There’s a slide show up on Esquire.com today called ” 10 Marriages That Survived the Decade Better Than Tiger’s ,” and I think it’s partially intended to be a sincere attempt at an uplifting counterpoint to the bad rap the Tiger Woods saga gives conjugal life. Of course, the majority of the 10 couples featured are celebrities-the Clintons, Jay-Z and Beyonce-i.e., the most unlikely candidates for monogamy to begin with. Then there’s Pam and Jim of The Office (Really? Esquire can’t even find ten whole non-fictionalized pairings?) and Trista and Ryan of Bachelor fame (who, remember, received a fat paycheck for their televised vows). Also on the list: Vili Fualaau and Mary Kay Letourneau, the couple who began their love affair when Vili was a 12-year-old student and Mary his thirtysomething teacher (they tied the knot after Mary finished up her seven-year sentence as a sex offender). By these examples, it seems like your best bet for attaining the blissful, shared life is if you’re 1) part of a fictional couple, 2) an exhibitionist without a shame gene, or 3) totally messed in the head. Awesome.

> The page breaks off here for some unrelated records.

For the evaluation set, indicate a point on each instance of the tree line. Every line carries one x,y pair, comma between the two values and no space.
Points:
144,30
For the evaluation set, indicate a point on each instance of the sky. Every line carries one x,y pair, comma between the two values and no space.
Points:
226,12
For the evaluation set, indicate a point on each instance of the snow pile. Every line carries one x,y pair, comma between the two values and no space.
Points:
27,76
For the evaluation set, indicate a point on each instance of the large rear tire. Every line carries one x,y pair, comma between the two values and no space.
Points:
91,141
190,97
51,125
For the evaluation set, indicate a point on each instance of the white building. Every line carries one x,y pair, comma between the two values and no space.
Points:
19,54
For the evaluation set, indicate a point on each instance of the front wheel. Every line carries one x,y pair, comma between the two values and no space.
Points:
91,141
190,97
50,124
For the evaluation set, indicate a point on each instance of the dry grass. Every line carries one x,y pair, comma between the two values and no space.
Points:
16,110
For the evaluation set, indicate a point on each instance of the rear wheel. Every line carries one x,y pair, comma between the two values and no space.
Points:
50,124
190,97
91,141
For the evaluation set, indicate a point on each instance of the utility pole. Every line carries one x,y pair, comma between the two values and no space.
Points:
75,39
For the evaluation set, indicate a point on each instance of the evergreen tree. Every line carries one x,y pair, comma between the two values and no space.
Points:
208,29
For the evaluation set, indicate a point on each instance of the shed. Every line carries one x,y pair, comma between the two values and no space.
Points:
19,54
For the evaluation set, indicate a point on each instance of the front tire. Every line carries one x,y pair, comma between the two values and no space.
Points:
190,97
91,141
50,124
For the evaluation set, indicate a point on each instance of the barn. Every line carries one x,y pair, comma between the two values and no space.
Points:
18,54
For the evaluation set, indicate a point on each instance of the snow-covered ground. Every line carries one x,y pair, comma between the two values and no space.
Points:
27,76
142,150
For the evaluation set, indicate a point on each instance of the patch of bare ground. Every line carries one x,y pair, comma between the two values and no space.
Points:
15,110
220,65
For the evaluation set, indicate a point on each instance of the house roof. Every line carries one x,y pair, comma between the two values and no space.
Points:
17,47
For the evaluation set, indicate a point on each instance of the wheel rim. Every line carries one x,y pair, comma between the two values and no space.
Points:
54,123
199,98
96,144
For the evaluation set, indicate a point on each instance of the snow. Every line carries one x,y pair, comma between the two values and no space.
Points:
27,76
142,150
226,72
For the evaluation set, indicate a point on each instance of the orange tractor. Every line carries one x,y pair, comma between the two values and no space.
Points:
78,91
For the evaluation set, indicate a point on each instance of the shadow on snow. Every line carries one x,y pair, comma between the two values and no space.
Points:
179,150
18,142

Of course that’s not how it is. Or at least I hope it’s not. But it seems like the only views of marriage that the media affords us are either fearmongering service pieces in favor of it (Examples: Marry Him ! and, uh, every romantic comedy) or fearmongering pieces about the overwhelming difficulty and hardship of it. Case in point: articles that view marriages in terms of “survival” like the slide show above. And in either case, marriage is positioned more as a social imperative than an activity worth undertaking for actual enjoyment. The confluence of the two views is the basic idea behind every Apatow movie ever made-marriage is going to be real sucky and probably no fun (and in Apatow’s oeuvre, it’s because women are no fun), but it’s just what you have to do for some reason, you know, instead of smoking pot and masturbating to Internet porn for the rest of your life. I’m stepping on my soapbox a bit here-but I’d really like to see an article/movie/book that simply depicts marriage as something two people do because it’s fun and because they want to, and, more importantly, something that doesn’t choke them within an inch of life 10 years later. Something that doesn’t require survival .
So, on that: Does someone want to buy the film rights to my parents’ lovely union?